Could you imagine what would happen if you had to adopt a new set of spelling and grammar rules? Well that’s exactly what has just happened in Brazil.
I’m sure you know that Portuguese is different in Brazil and Portugal. It all stems from 1911 when Portugal (and its territories) commissioned a standardisation of the writing system (orthography) for Portuguese; this was known as the orthographic reform of Gonçalves Viana.
Due to various disagreements and logistic issues Brazil set up an orthography of its own in 1934, with the same general principles as the Portuguese orthography, but not entirely identical to it, which lead to differences between the two languages.
Over the remaining 20th Century various moves were made to reform the languages and bring them closer together, many positive steps were taken.
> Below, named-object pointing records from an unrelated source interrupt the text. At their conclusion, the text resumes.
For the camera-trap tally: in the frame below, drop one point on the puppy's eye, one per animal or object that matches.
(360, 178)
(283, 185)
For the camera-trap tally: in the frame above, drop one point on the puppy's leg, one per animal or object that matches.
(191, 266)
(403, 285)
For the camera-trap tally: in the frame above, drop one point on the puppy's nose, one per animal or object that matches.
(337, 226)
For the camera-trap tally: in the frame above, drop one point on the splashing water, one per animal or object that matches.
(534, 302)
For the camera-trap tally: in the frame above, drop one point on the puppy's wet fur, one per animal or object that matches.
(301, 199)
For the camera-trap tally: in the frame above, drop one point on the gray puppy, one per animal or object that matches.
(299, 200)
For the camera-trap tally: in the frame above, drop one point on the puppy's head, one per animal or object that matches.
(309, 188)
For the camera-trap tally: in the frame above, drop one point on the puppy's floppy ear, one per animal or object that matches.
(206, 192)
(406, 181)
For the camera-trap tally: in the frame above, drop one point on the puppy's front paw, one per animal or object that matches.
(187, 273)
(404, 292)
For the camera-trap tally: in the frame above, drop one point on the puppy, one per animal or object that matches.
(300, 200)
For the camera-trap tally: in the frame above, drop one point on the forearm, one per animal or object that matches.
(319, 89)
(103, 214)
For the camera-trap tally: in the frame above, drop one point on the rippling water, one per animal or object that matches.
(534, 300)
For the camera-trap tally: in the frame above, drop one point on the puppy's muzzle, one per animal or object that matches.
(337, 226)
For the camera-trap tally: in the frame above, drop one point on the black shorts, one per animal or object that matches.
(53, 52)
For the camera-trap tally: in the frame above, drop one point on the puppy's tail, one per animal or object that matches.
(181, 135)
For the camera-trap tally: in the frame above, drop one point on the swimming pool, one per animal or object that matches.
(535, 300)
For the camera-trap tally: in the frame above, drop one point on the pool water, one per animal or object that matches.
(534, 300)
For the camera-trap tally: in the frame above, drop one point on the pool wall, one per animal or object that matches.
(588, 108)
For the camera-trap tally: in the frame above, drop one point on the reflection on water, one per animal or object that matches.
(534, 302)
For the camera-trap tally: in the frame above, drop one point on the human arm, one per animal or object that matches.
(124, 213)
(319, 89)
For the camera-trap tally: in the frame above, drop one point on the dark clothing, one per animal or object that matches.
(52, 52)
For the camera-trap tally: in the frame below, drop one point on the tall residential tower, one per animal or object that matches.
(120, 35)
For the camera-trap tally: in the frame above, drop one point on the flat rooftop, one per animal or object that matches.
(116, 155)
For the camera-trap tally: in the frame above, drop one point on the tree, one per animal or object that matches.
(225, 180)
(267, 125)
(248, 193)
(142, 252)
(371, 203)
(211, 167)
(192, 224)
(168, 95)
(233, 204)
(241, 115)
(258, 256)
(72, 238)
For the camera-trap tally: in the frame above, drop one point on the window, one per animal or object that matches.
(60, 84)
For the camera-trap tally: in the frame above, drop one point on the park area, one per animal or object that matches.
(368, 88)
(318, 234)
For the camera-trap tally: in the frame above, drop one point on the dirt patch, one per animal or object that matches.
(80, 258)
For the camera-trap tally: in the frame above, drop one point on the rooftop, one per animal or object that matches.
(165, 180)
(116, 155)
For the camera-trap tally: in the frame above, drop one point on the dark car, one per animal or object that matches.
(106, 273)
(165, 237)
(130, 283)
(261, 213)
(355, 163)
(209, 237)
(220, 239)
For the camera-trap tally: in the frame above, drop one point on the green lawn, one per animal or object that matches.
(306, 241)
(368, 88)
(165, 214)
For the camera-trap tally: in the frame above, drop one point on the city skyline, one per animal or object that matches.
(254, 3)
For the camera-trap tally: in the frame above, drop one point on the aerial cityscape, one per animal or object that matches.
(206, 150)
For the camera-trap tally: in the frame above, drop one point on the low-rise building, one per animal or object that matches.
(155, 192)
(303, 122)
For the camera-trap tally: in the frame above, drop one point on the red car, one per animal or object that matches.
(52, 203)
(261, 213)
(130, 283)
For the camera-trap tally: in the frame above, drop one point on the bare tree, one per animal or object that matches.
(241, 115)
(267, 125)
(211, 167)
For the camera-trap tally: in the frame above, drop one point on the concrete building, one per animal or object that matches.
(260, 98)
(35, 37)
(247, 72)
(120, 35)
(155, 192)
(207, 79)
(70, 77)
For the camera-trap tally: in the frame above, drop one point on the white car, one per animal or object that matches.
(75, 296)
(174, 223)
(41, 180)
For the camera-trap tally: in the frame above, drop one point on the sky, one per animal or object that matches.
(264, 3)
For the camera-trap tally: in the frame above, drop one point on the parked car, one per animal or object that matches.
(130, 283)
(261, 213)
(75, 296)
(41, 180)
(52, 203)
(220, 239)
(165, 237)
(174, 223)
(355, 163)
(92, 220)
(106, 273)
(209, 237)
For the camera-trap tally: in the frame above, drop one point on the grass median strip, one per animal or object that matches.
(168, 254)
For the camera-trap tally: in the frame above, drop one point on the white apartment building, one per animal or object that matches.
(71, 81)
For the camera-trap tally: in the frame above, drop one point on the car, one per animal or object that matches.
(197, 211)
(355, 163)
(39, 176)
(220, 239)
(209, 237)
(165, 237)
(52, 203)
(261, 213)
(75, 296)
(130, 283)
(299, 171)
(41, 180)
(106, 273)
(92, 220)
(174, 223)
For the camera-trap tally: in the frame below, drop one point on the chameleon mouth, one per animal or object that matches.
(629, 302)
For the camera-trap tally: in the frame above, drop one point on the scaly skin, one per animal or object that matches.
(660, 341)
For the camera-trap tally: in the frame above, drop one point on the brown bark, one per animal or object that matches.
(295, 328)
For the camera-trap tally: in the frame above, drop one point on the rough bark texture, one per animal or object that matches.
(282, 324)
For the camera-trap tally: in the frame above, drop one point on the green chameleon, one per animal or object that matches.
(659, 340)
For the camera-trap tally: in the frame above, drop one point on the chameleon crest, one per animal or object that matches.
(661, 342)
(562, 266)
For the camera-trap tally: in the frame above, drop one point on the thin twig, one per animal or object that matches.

The main change was the signing of the Orthographic Agreement in 1990 by seven Portuguese speaking nations.
Orthographic Agreement of 1990
The agreement sets out new spelling rules for the language in an attempt to standardise its use across its 250 million users. This means that as from this week some Brazilian Portuguese spelling and grammar rules will be different.
The changes include,
- Ruling out of letters c and p from the European/African spelling when silent
- The removal of the diaeresis mark from Brazilian spelling
- The elimination of the acute accent from the diphthongs éi and ói in paroxytone words
- Spellings such as anónimo and anônimo, facto and fato, both will be considered legitimate, according to the dialect of the author or person being transcribed.
- Common guidelines for the use of hyphens and capitalization.